Доктор Баннерман был выдающейся личностью во всех смыслах слова: физически он был крепко сбит, высок и силен, а в науке славился как непревзойденный гений. Но с его лысым черепом, окруженным густой гривой седеющих волос, в неизменных джинсах, в тяжелых шнурованных ботинках и клетчатой рубашке дровосека он напоминал скорее состарившуюся рок-звезду, чем специалиста по молекулярной биологии.

Монти пыталась отговорить отца от выпивки перед выходом в эфир, но, пользуясь гостеприимством «Скай ньюс», он позволил себе две основательные порции виски и сейчас был порядком на взводе. Растафарианский [Растафарианское движение — первоначально движение за освобождение чернокожих, позднее — всех униженных и угнетенных.] лидер афро-карибской группы рэперов, который должен был появиться на экране следующим, восторженно кивал:

«Он прав! Этот парень прав! Ух ты, до чего он прав!»
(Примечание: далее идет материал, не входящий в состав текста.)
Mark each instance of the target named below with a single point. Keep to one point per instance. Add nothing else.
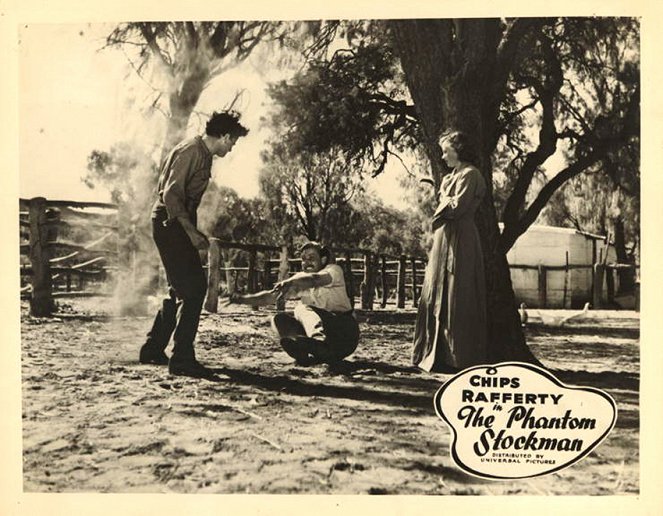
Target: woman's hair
(323, 251)
(461, 144)
(226, 122)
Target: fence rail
(372, 277)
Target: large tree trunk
(450, 67)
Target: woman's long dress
(451, 322)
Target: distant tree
(127, 172)
(521, 88)
(309, 194)
(186, 57)
(225, 215)
(385, 229)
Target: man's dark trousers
(180, 312)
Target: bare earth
(94, 420)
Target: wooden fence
(51, 264)
(367, 273)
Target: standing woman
(450, 333)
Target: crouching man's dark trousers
(332, 335)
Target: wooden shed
(552, 267)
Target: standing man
(183, 178)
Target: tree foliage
(179, 59)
(309, 194)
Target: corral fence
(370, 277)
(54, 265)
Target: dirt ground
(94, 420)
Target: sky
(75, 97)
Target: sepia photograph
(325, 255)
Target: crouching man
(322, 327)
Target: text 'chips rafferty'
(516, 420)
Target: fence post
(610, 283)
(284, 267)
(400, 294)
(566, 279)
(366, 298)
(41, 301)
(383, 277)
(350, 287)
(213, 276)
(372, 279)
(599, 270)
(251, 275)
(266, 272)
(543, 287)
(415, 297)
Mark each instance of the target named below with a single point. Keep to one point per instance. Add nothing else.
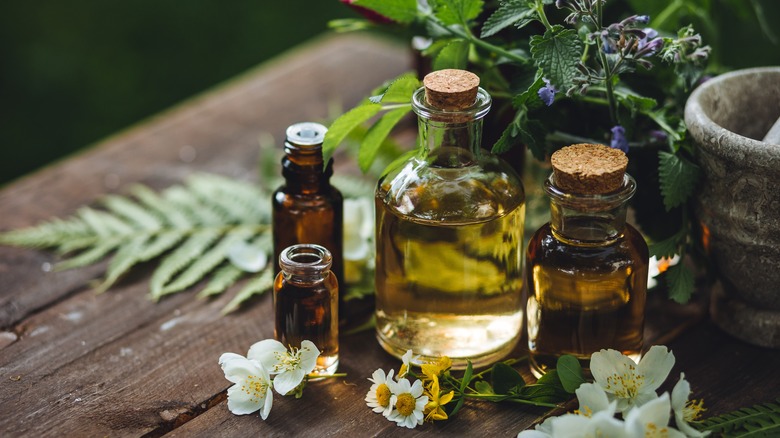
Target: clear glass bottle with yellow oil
(587, 268)
(449, 262)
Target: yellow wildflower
(434, 410)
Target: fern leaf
(256, 286)
(761, 420)
(124, 259)
(90, 256)
(206, 262)
(222, 279)
(104, 224)
(172, 215)
(163, 242)
(132, 212)
(191, 249)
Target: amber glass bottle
(449, 241)
(307, 208)
(306, 303)
(587, 268)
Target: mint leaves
(557, 53)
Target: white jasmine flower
(407, 360)
(652, 420)
(378, 397)
(358, 228)
(684, 410)
(290, 367)
(408, 403)
(252, 389)
(625, 381)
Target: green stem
(476, 41)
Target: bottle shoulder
(485, 189)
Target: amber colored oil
(450, 287)
(309, 311)
(584, 298)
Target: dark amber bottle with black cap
(307, 208)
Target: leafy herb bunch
(560, 72)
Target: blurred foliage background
(72, 73)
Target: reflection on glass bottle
(306, 303)
(450, 220)
(587, 268)
(307, 208)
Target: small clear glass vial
(306, 303)
(587, 268)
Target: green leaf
(505, 379)
(401, 89)
(557, 53)
(256, 286)
(570, 373)
(182, 257)
(680, 282)
(678, 178)
(458, 12)
(509, 12)
(667, 247)
(344, 124)
(402, 11)
(453, 55)
(377, 134)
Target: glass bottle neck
(589, 220)
(305, 264)
(450, 138)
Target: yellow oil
(584, 298)
(450, 287)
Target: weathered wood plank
(216, 132)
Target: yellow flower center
(693, 410)
(383, 395)
(254, 387)
(405, 404)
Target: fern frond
(256, 286)
(124, 259)
(761, 420)
(207, 261)
(222, 279)
(182, 256)
(89, 256)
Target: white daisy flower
(252, 389)
(408, 403)
(684, 410)
(625, 381)
(652, 420)
(378, 397)
(290, 367)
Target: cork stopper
(589, 169)
(451, 89)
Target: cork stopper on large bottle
(589, 169)
(451, 89)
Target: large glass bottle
(307, 208)
(306, 303)
(587, 268)
(449, 268)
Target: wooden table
(77, 363)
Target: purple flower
(619, 140)
(547, 93)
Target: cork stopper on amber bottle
(589, 169)
(451, 89)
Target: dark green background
(73, 72)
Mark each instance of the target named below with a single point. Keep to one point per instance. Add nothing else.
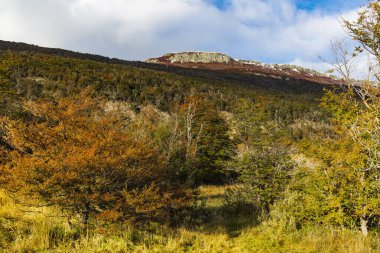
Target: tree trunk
(363, 226)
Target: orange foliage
(75, 155)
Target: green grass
(45, 230)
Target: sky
(270, 31)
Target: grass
(216, 228)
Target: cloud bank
(266, 30)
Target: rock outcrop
(194, 57)
(223, 62)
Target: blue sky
(272, 31)
(322, 5)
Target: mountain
(211, 66)
(223, 62)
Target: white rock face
(199, 57)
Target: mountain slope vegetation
(105, 155)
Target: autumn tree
(73, 154)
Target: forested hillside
(105, 155)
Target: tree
(208, 144)
(73, 154)
(366, 31)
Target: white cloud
(271, 30)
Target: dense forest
(104, 155)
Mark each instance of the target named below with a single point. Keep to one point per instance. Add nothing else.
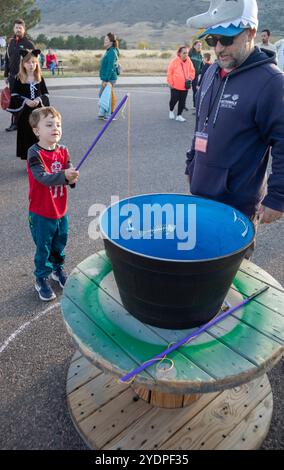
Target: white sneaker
(180, 119)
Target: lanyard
(211, 104)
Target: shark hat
(226, 17)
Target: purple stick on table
(119, 106)
(197, 332)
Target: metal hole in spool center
(160, 282)
(163, 399)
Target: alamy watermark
(147, 221)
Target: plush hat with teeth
(227, 13)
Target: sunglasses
(224, 40)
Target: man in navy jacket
(239, 121)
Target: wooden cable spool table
(215, 395)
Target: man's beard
(236, 61)
(232, 64)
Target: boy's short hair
(20, 21)
(42, 113)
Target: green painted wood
(258, 273)
(93, 342)
(262, 319)
(246, 341)
(205, 352)
(85, 295)
(272, 299)
(239, 346)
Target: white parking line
(76, 97)
(120, 89)
(25, 325)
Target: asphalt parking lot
(35, 348)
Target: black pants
(194, 89)
(14, 116)
(178, 96)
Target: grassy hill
(160, 22)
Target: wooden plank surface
(236, 350)
(108, 415)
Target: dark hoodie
(246, 119)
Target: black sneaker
(59, 276)
(44, 290)
(13, 127)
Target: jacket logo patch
(229, 101)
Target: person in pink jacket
(181, 72)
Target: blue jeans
(50, 237)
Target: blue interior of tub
(176, 227)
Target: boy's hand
(71, 175)
(31, 103)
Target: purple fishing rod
(119, 106)
(175, 346)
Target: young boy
(49, 171)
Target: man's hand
(267, 215)
(71, 175)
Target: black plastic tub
(174, 256)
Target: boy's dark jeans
(50, 237)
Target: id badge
(201, 142)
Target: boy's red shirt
(48, 201)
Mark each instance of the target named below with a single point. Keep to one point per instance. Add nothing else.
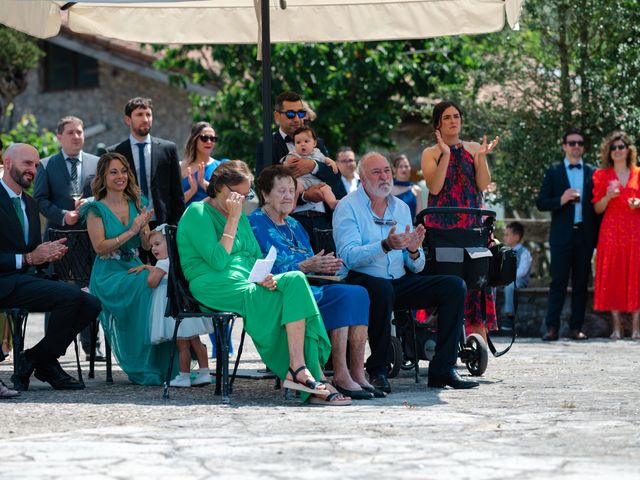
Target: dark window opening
(68, 70)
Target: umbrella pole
(267, 139)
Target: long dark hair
(605, 149)
(230, 173)
(438, 110)
(190, 147)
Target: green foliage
(359, 90)
(574, 63)
(18, 55)
(27, 131)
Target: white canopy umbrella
(240, 21)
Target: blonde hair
(99, 184)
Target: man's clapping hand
(49, 252)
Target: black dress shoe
(376, 392)
(577, 335)
(54, 375)
(99, 358)
(22, 373)
(551, 335)
(361, 394)
(453, 380)
(380, 382)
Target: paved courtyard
(562, 410)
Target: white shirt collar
(64, 154)
(134, 140)
(567, 162)
(11, 193)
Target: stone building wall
(105, 105)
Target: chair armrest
(319, 280)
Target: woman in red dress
(456, 173)
(616, 193)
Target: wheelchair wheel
(408, 365)
(478, 355)
(396, 359)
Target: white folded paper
(263, 267)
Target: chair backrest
(323, 240)
(75, 266)
(179, 298)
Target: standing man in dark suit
(311, 212)
(154, 162)
(566, 192)
(21, 251)
(61, 177)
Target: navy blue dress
(340, 305)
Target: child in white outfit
(306, 141)
(161, 327)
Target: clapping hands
(323, 263)
(49, 251)
(141, 220)
(411, 240)
(486, 148)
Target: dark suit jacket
(52, 188)
(166, 186)
(12, 240)
(553, 186)
(325, 173)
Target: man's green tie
(17, 204)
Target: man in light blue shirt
(374, 237)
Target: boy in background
(513, 234)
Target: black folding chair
(181, 304)
(17, 322)
(75, 267)
(323, 240)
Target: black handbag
(503, 266)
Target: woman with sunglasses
(616, 193)
(198, 164)
(344, 308)
(280, 314)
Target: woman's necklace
(281, 232)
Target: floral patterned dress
(617, 284)
(460, 190)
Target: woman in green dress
(117, 227)
(217, 252)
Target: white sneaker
(181, 381)
(201, 380)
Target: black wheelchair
(463, 252)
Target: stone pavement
(563, 410)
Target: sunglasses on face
(291, 114)
(384, 221)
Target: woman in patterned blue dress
(198, 165)
(344, 308)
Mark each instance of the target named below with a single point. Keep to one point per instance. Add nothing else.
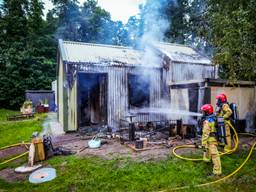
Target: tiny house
(99, 84)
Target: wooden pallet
(132, 146)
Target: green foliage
(88, 23)
(232, 32)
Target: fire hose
(236, 141)
(16, 157)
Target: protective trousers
(228, 146)
(212, 153)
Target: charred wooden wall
(117, 91)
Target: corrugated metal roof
(97, 53)
(79, 52)
(181, 53)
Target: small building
(99, 84)
(191, 95)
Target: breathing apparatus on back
(208, 114)
(221, 100)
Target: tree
(232, 27)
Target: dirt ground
(112, 148)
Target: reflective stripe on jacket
(209, 127)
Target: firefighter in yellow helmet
(223, 110)
(209, 139)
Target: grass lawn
(122, 174)
(12, 132)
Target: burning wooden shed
(191, 95)
(100, 84)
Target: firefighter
(209, 139)
(223, 110)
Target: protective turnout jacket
(209, 131)
(225, 112)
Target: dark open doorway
(92, 99)
(138, 91)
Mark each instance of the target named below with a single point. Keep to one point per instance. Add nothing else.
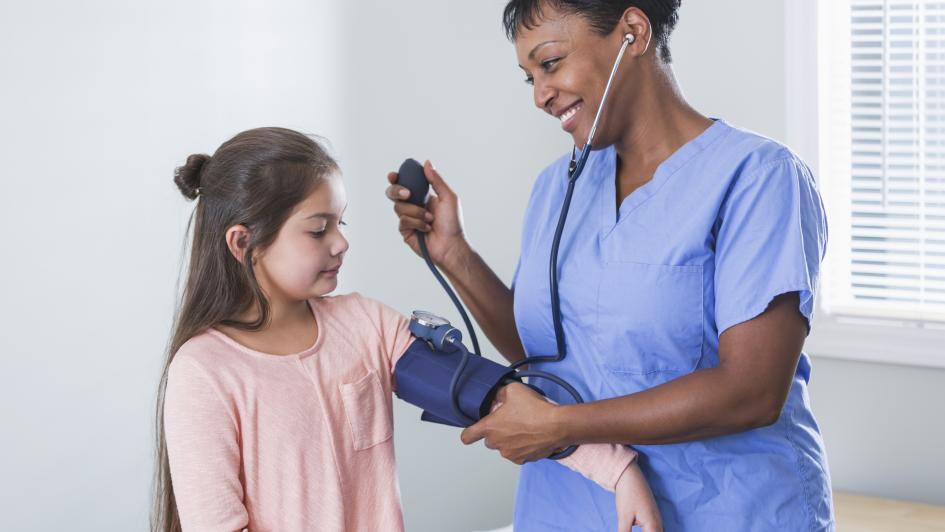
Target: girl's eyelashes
(321, 232)
(549, 64)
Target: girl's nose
(340, 245)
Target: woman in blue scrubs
(687, 275)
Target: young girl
(275, 410)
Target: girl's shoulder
(352, 305)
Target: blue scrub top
(728, 222)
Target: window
(874, 125)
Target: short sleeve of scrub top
(727, 223)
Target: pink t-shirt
(304, 441)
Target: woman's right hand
(635, 503)
(441, 220)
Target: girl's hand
(441, 220)
(635, 503)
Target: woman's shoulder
(753, 153)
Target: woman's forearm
(487, 297)
(700, 405)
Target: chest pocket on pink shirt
(369, 418)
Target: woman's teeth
(569, 113)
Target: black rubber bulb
(411, 177)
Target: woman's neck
(662, 121)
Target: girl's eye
(548, 64)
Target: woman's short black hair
(603, 16)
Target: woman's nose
(544, 95)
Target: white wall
(100, 100)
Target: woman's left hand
(524, 429)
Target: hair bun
(187, 177)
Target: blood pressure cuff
(423, 375)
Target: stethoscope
(575, 169)
(438, 331)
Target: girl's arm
(602, 463)
(203, 450)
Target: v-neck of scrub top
(610, 216)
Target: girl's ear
(237, 240)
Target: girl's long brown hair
(255, 179)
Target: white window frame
(904, 342)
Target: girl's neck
(291, 327)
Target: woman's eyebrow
(531, 55)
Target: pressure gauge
(428, 319)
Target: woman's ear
(237, 240)
(636, 22)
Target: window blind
(896, 201)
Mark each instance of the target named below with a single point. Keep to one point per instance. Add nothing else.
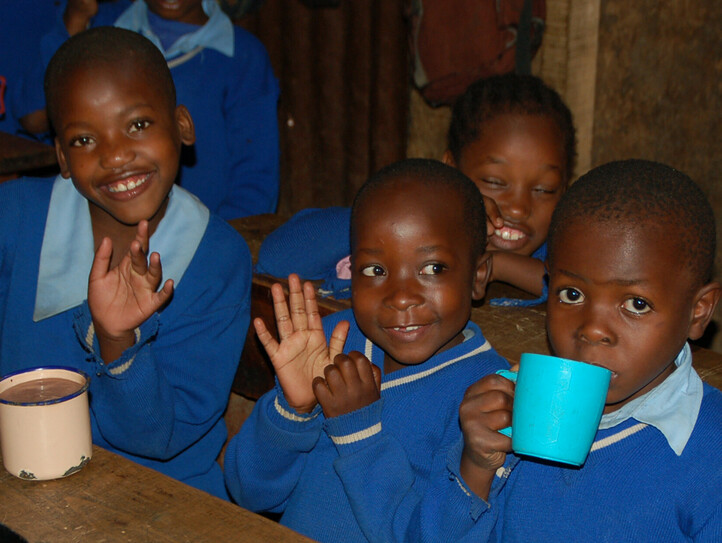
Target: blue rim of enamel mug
(51, 368)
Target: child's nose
(403, 294)
(595, 327)
(116, 153)
(517, 205)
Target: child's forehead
(611, 239)
(403, 196)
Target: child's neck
(122, 235)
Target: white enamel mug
(45, 434)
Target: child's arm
(123, 298)
(302, 354)
(523, 272)
(485, 409)
(350, 383)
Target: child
(631, 251)
(161, 362)
(514, 137)
(310, 444)
(224, 77)
(21, 28)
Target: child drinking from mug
(631, 251)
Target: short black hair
(511, 93)
(105, 45)
(643, 192)
(429, 172)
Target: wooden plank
(113, 499)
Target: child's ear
(62, 162)
(481, 277)
(448, 159)
(704, 306)
(186, 128)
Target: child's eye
(81, 141)
(493, 181)
(570, 296)
(636, 305)
(137, 126)
(373, 270)
(432, 269)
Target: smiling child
(336, 421)
(631, 251)
(78, 288)
(513, 136)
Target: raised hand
(123, 298)
(485, 409)
(350, 383)
(302, 353)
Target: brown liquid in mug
(40, 390)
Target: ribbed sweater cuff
(85, 332)
(287, 418)
(355, 430)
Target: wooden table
(19, 155)
(511, 330)
(114, 499)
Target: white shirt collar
(67, 251)
(216, 34)
(672, 406)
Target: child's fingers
(164, 294)
(101, 261)
(338, 339)
(280, 311)
(142, 236)
(338, 374)
(296, 303)
(314, 317)
(265, 337)
(363, 367)
(138, 258)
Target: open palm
(302, 353)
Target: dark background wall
(343, 110)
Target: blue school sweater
(633, 487)
(233, 167)
(321, 472)
(161, 403)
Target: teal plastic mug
(558, 404)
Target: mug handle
(511, 375)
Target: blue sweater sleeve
(250, 113)
(167, 391)
(265, 459)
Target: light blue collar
(67, 252)
(216, 34)
(671, 407)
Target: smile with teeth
(509, 234)
(406, 328)
(124, 186)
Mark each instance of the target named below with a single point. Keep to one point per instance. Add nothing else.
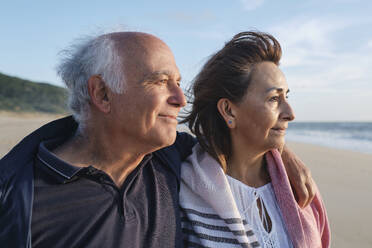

Монти, стиснув зубы, выдавила вежливую улыбку. Ее отец явно не стремился вызвать к себе любовь фармацевтического сообщества, к которому принадлежал через посредство своего фонда. Или, точнее, к которому они оба принадлежали.

«Вы не думаете, доктор Баннерман, что фармацевтическая индустрия значительно облегчила человеческую жизнь? Она устранила бесчисленные причины болей, искоренила или взяла под контроль массу ранее неизлечимых болезней. Что вы можете возразить против этого?»

«Все это — побочные продукты. Фармацевтическая промышленность заинтересована только в одной-единственной вещи: в прибыли. Если по пути удается еще и помочь людям, что ж, прекрасно, быть по сему».

«И вы искренне в это верите?» — спросила интервьюерша.

«Именно это, слово в слово, я и сказал главному начальнику одной из наших крупнейших фармацевтических компаний, еще когда был начинающим исследователем. Все эти призывы делать добро — сущее жульничество. Возьмем хотя бы Нобелевскую премию. Альфред Нобель сделал свое состояние на изобретении динамита. После чего была учреждена ежегодная премия за мир. Вы знаете что-нибудь более циничное?»